The Long Song
By Andrea Levy
Read by Andrea Levy with Adrian Lester
Hachette Audio, 10 CDs, unabridged, 11 hours, £19.99
"YOU DO not know me yet," begins the narrator of Andrea Levy's Booker-shortlisted The Long Song. But what a joy it is to make the acquaintance of this elderly, opinionated, stubborn, mischievous Jamaican woman. Born into slavery on a sugar plantation, snatched on a whim to act as lady's maid to the "missus" of the house, the character known as Miss July is writing her life story at the request of her son Thomas. July, mind you, has different ideas from her son about what should be included in such a book – and the ongoing tussle between them provides the endeavour with a wonderful comic foundation to balance the myriad horrors in the telling of the tale. Anyone who loved Levy's last novel, Small Island, will find her trademark warmth and humanity on display here, but The Long Songis far, far more ambitious, and Levy's vivid, often over-the-top reading makes it hugely satisfying.
The Wrong Kind of Blood: An Irish Novel of Betrayal
By Declan Hughes
Read by Stanley Townsend
Isis Audiobooks, 8 CDs, 9hours, £26.99
Published at the height of Dublin’s boom time, the first book in Hughes’s Ed Loy series of crime novels stands up well to the cold eye of hindsight, probably because Hughes never bought into the boom anyway. Nor did his private investigator, who, in the course of this story of family secrets and planning scandals, gets so many beatings he ends up more scrambled than hard-boiled. The real treat in this format is the dark-chocolate voice of Stanley Townsend, who produces character after character – femme fatale, hopeless junkie, cop’s wife, yacht-club blazer, psychotic criminal; you name it, he does it brilliantly – from his bag of theatrical tricks. When you get to the end your first impulse is to look around for more; happily, the next three novels in the series, also read by Townsend, are also available from Isis.

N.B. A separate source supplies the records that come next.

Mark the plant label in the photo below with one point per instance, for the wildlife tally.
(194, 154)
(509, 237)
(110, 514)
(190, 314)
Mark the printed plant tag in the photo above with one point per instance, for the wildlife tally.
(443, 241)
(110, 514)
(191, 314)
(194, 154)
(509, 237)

Skulduggery Pleasant: Dark Days
By Derek Landy
Read by Rupert Degas
Harper, 7 CDs, 8 hours, £14.99
The fourth adventure from skeleton detective Skulduggery Pleasant and his teenage sidekick, Valkyrie Cain, finds the magical pair facing down assorted ghouls, baddies, demons and a hilariously inept zombie army. Landy's dry humour – one of the bad guys here, complete with Texas drawl, rejoices in the name of Billy Ray Sanguine – makes this series more than just an Irish Harry Potter, but there's no denying the Irish settings give it all an added frisson; the Phil Lynott statue has a walk-on role in Dark Days, and Croke Park is the scene of the final showdown. Rupert Degas throws himself into the fun with great energy and an impressively convincing collection of Irish accents – until the final CD, when he pronounces "Howth" to rhyme with "mouth". Gotcha, Rupert.

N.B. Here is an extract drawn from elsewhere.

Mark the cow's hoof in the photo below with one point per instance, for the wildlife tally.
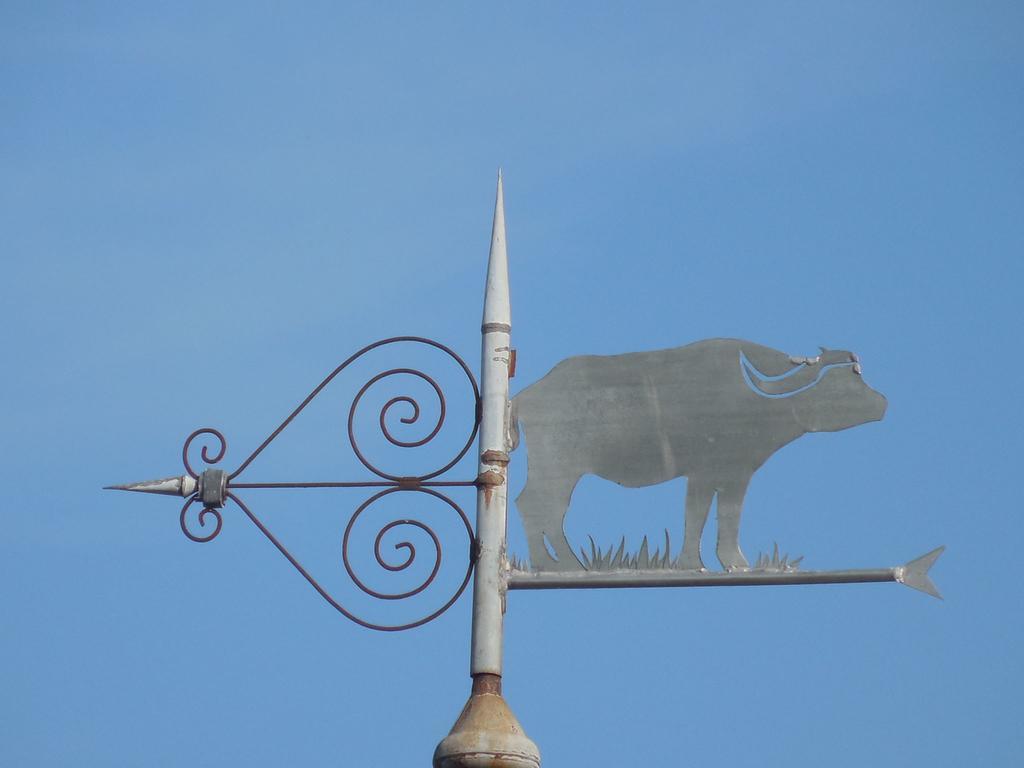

The Hand That First Held Mine
By Maggie O’Farrell
Read by Samantha Bond
Hachette Digital, 4 CDs, 5hours, £15.99
In 1950s Soho a young graduate who has fled the safety of her suburban home discovers the delights of abstract art and pink gin. In present-day London a Finnish artist is recovering from the birth of her first child and a badly managed Caesarean section. Between the headphones the listener knows the two stories must be connected but can't, for the life of her, figure out how. Maggie O'Farrell's fifth novel might as well be entitled Families – And How to Survive Them. It's about the secrets, shadows and downright lies that often masquerade as memories; it's about the differences (and similarities) between generations; it's engaging and intelligent; and it made me cry at the end, though, looking back, I can't, for the life of me, think why. It also made me wonder why, given that O'Farrell was born in Ireland, she isn't known as an Irish novelist. Let's claim her, and fast.
The Mist
By Stephen King
Hodder Stoughton, 1 CD, 90 minutes, £14.99
“You should be hearing me in your right ear,” a solemn disembodied voice intones at the start of this “three-D audio adaptation”. It’s the scariest part of what turns out to be a shameless exercise in commercial exploitation: unbelievably wooden acting and a mind-numbingly tedious script. Which, by the way, is not King’s wonderfully creepy short story but a minced-up version, chopped into bite-sized pieces and stuffed with irritating product-placement opportunities. As for that much-vaunted “three-D sound”, it’s just the kind of cheap movie carry-on where you can’t hear the dialogue, so you ratchet up the volume and then – BAM! Random explosions and shotgun noises blow your ears off. If this is the future of audio I’ll immerse myself in blissful silence, thanks very much.